Les avis négatifs portent parfois sur des projets qui concernent des situations particulières, en zone agricole, en ayant par exemple pour effet de changer la destination de bâtiments agricoles ou de porter atteinte à des productions sous AOP.
Vous évoquez également le caractère paritaire de la composition de la CDPENAF. À mes yeux, cette parité est assurée. Cette commission est composée de représentants de l'État, d'élus, à hauteur de cinq voix sur dix-huit, et de représentants des agriculteurs, des associations concernées, des organisations syndicales, des chasseurs, des notaires et de l'Institut national de l'origine et de la qualité, l'INAO. Je suis ouvert à la discussion sur le sujet, comme nous l'avons fait dans le cadre de la loi ÉLAN.
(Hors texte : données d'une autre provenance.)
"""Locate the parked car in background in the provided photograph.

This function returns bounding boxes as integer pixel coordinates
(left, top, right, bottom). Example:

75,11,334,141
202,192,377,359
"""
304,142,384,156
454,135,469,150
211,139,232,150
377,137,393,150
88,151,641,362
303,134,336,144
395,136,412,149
Avec mon homologue au ministère de l'agriculture, nous allons envoyer dans les toutes prochaines semaines une nouvelle circulaire sur les objectifs et les modalités de fonctionnement de la CDPENAF. Elle sera élaborée conjointement entre nos deux ministères et adressée aux préfets. Le droit a en effet évolué depuis la dernière circulaire guidant l'action de la CDPENAF, qui date de 2012. Nous souhaitons que cette nouvelle circulaire puisse être adressée très rapidement et tienne compte des cas de figure que vous évoquez.
Je suis ministre chargé du logement, mais j'étais ingénieur agronome à l'origine. Je comprends bien les difficultés que vous soulignez, et j'ai conscience de l'importance des enjeux.